Cette critique, qui n’est pas nouvelle, a déjà été reflétée par l’UE en 2010 avec le « verdissement » des paiements directs, mais sa tentative a été diluée par la pression politique exercée lors du dernier processus de réforme et s’est finalement révélée largement inefficace.
La Commission européenne propose de maintenir et même d’étendre les paiements directs, mais elle a mis au point une soi-disant « nouvelle architecture verte » en réponse à de nombreuses critiques. Cela inclut un élargissement des critères agricoles écologiques et de nouvelles mesures volontaires appelées « éco-régimes » dans le premier pilier.
En outre, la Commission européenne a déclaré que 40% de la PAC serait considérée comme « respectueuse du climat ». Mais selon les chercheurs, ce calcul reste discutable. Et bien que les émissions de gaz à effet de serre d’origine agricole augmentent au lieu de diminuer, la Commission ne propose pas d’instruments spécifiques permettant de lutter contre le changement climatique.
Le Pilier 2, appelé « Programme de développement rural », offre des outils bien meilleurs pour la protection de la biodiversité et le changement climatique. Bien que les instruments environnementaux du deuxième pilier n’occupent qu’un dixième du premier pilier, la Commission suggère de réduire considérablement le pilier 2 de 28% au cours des prochaines années, au risque de nuire à l’environnement et aux sociétés rurales, selon les chercheurs.
Les chercheurs estiment que la principale cause des carences environnementales réside dans un processus de réforme déséquilibré qui offre aux puissants groupes de pression de puissantes opportunités d’influencer la réforme et de promouvoir leurs propres intérêts, en excluant d’importants acteurs de la science et de la société.

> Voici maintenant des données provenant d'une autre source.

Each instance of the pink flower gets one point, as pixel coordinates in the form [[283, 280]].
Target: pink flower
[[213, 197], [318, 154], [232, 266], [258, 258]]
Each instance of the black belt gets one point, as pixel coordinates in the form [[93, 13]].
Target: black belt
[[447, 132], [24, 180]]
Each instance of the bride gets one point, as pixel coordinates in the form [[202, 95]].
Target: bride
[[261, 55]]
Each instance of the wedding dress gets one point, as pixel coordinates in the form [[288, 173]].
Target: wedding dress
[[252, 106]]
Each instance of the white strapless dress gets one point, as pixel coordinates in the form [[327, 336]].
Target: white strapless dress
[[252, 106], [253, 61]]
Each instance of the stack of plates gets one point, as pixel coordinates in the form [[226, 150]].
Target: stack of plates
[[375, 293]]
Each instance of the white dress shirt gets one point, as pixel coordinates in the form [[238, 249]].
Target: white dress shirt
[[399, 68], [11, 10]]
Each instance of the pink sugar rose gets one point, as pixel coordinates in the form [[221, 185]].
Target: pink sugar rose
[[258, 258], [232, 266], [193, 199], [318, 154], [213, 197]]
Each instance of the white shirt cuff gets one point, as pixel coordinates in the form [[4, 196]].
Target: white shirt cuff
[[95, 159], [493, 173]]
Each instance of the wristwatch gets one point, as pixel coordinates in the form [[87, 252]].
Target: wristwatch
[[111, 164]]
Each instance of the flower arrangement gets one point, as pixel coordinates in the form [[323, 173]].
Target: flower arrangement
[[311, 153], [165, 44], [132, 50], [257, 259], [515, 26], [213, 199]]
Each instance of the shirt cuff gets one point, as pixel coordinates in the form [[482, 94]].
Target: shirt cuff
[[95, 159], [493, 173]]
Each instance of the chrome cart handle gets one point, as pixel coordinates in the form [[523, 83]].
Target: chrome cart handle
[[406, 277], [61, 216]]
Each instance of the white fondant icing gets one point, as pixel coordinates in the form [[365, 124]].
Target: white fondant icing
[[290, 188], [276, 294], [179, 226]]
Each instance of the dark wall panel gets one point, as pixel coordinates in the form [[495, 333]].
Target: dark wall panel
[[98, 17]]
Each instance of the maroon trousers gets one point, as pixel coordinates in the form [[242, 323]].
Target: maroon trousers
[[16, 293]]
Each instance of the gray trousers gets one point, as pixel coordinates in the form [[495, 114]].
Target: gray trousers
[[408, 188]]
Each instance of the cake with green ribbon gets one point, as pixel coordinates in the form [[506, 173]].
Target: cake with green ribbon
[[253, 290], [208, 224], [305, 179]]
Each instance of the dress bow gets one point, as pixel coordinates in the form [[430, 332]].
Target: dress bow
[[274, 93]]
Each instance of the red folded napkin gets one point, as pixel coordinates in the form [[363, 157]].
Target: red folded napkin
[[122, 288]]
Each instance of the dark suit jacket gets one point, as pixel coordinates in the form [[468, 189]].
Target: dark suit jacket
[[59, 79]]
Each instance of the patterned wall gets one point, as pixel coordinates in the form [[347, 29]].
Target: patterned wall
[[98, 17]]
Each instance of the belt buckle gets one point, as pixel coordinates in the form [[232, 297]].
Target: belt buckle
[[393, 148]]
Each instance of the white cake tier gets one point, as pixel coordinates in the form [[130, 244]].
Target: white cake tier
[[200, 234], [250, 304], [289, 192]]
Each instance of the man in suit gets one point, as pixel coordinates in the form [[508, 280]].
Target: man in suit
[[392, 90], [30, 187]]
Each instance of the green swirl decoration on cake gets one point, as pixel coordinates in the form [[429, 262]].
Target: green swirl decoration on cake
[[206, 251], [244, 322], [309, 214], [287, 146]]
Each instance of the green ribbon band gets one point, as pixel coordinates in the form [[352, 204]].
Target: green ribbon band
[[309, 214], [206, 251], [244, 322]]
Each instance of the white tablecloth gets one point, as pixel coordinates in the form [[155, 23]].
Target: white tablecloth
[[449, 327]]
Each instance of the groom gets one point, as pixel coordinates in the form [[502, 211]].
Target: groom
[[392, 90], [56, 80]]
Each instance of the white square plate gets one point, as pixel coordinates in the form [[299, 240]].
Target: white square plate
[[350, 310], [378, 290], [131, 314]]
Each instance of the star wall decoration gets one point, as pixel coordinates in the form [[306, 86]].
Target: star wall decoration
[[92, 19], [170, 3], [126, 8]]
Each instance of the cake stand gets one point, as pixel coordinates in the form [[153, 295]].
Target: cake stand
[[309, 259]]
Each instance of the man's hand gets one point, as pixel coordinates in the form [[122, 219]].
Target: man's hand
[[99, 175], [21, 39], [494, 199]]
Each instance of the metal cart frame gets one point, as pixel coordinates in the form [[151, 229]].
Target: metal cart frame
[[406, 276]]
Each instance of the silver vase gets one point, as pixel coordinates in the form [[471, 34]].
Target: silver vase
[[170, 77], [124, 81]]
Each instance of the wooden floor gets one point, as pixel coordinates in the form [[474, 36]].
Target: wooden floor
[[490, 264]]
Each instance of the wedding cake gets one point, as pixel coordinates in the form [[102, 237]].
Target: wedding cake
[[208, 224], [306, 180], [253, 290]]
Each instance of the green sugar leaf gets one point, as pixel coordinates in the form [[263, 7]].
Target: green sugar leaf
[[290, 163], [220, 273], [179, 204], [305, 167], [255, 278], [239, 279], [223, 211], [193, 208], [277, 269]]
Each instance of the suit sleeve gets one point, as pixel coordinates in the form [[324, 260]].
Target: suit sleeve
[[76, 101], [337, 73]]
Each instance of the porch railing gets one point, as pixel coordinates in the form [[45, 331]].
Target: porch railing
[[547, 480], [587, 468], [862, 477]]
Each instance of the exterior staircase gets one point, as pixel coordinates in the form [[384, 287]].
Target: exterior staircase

« L’UE n’a manifestement pas la volonté de répondre à la demande du public en faveur d’une agriculture durable et de mettre en œuvre les objectifs mondiaux en matière d’environnement et de développement promis », a déclaré Pe’er. « Les intérêts des groupes de pression ont clairement dépassé les preuves et les intérêts généraux. »
Selon une enquête de l’UE, 92% des citoyens et 64% des agriculteurs estiment que la PAC devrait améliorer leurs performances en matière de protection de l’environnement et du climat.

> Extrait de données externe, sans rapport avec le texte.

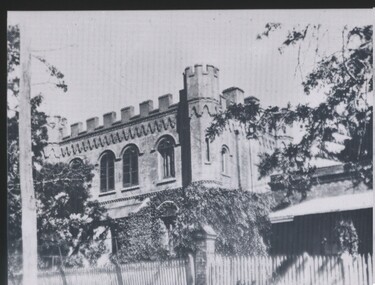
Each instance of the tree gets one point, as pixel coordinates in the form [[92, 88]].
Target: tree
[[67, 217], [343, 118]]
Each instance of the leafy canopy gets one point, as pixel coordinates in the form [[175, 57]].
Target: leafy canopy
[[339, 128]]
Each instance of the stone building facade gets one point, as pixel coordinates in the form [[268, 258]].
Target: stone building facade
[[165, 147]]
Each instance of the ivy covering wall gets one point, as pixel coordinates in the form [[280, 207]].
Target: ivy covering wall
[[240, 219]]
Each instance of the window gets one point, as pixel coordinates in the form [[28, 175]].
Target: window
[[207, 149], [224, 159], [76, 163], [166, 150], [107, 172], [130, 167]]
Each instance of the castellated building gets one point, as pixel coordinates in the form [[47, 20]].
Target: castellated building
[[165, 147]]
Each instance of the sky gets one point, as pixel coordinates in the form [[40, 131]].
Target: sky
[[113, 59]]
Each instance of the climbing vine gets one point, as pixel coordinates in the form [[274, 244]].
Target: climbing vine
[[239, 218]]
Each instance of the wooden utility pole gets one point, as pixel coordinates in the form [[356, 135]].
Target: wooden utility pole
[[29, 226]]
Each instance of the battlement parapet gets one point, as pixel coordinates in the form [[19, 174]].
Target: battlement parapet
[[200, 69], [127, 116], [202, 81]]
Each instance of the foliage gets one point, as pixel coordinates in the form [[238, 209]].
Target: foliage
[[239, 218], [66, 216], [347, 237], [343, 118]]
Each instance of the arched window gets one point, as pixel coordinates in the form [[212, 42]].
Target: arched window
[[107, 172], [207, 149], [75, 163], [224, 160], [130, 167], [166, 151]]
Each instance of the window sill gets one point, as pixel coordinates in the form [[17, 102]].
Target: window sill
[[166, 181], [107, 193], [225, 175], [130, 188]]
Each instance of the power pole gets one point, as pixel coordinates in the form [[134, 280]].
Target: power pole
[[29, 225]]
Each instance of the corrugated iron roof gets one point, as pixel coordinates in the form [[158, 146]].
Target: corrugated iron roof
[[340, 203]]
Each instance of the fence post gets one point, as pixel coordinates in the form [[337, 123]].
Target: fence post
[[205, 245], [118, 273], [63, 277], [190, 272]]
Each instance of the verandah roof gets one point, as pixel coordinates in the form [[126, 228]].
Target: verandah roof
[[340, 203]]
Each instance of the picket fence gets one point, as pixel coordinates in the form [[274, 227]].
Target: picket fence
[[171, 272], [290, 270]]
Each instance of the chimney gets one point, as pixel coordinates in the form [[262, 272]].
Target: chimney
[[92, 124], [126, 114], [75, 129], [145, 108], [234, 95], [164, 102], [109, 119], [251, 99]]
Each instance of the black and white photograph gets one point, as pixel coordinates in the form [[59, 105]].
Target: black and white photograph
[[190, 147]]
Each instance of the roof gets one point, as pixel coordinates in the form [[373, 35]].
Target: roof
[[340, 203]]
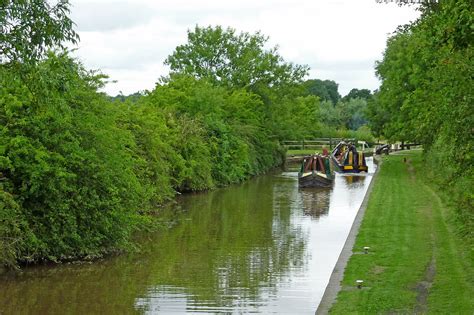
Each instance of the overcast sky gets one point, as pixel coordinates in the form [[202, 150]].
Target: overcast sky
[[339, 39]]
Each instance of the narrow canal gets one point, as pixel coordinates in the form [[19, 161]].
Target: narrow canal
[[261, 247]]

Les chercheurs considèrent la fin des paiements directs comme une tâche essentielle pour améliorer la PAC. À court terme, le deuxième pilier devrait être renforcé et les mesures qui se sont révélées bénéfiques pour la biodiversité et la durabilité devraient être soutenues pour atteindre les objectifs de développement durable.
Pe’er et Lakner voient dans le Parlement européen nouvellement élu une occasion de réorganiser le processus de réforme afin de se conformer à la volonté publique et aux engagements de l’Union vis-à-vis des obligations internationales : « Il existe suffisamment de preuves scientifiques sur ce qui fonctionne ou non, particulièrement en ce qui concerne l’environnement », soutient Pe’er.

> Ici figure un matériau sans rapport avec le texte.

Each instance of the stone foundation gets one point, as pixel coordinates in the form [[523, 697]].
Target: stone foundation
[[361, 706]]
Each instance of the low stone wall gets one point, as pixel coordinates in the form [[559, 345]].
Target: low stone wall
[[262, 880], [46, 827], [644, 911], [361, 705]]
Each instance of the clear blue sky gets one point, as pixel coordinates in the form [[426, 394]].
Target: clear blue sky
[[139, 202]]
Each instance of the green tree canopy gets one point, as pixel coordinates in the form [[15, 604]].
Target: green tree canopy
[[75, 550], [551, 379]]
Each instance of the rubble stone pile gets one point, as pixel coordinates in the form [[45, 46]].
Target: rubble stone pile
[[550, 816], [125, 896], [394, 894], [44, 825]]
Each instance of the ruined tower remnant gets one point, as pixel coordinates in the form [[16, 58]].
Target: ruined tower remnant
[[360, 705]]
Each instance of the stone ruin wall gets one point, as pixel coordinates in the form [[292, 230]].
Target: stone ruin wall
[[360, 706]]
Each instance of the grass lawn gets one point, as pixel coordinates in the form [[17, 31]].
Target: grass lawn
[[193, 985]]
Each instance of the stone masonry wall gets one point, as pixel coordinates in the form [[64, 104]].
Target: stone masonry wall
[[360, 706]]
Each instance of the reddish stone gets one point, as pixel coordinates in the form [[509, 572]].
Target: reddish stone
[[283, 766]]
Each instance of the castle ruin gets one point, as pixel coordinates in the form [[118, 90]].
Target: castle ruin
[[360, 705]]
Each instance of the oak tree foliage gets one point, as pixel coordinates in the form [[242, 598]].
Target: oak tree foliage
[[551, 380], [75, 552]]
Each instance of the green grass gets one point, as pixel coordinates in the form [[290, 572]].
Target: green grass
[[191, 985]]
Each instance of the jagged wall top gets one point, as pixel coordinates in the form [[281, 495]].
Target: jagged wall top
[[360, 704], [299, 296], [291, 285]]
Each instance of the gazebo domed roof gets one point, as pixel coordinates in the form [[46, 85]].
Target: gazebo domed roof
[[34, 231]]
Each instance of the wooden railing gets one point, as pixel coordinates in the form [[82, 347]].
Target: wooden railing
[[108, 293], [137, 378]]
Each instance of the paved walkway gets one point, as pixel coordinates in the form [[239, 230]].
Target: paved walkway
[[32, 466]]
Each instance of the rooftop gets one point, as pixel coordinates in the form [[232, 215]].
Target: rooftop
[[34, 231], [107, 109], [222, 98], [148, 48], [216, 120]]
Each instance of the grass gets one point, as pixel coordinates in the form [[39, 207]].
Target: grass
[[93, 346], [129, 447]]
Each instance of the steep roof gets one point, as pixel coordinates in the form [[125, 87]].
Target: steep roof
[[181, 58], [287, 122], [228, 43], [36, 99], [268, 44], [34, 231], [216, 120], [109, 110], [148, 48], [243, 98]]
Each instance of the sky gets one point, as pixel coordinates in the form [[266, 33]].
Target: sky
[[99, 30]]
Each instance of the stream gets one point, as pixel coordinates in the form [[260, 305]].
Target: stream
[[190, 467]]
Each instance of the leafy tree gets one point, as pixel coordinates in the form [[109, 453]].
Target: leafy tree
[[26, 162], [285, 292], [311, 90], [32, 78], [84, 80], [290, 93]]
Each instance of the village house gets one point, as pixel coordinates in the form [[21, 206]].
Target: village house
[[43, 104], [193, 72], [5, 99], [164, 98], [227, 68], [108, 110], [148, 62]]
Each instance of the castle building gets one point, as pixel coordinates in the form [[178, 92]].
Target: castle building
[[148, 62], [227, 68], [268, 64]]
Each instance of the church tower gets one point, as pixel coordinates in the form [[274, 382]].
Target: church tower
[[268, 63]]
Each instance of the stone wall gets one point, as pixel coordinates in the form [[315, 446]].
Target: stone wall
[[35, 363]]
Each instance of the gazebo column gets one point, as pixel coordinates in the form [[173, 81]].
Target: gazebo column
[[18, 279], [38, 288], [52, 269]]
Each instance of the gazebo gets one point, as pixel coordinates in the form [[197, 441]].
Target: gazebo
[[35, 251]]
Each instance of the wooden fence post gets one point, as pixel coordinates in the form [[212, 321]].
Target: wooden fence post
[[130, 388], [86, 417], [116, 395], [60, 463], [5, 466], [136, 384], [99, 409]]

« Il devrait être d’un intérêt central pour la Commission européenne d’utiliser plus efficacement l’argent des prestataires pour soutenir des objectifs sociaux tels que le maintien de la biodiversité ou, plus généralement, l’agriculture durable », ajoute Lakner.
Les scientifiques estiment qu’un véritable processus de réforme, impliquant toutes les parties prenantes concernées et prenant les résultats scientifiques au sérieux, pourrait aider à rétablir le soutien public et l’acceptation de la PAC.
Le cycle final des négociations de la PAC entre la Commission européenne, le Conseil européen et le Parlement européen devrait commencer en automne, la note IDiv se termine.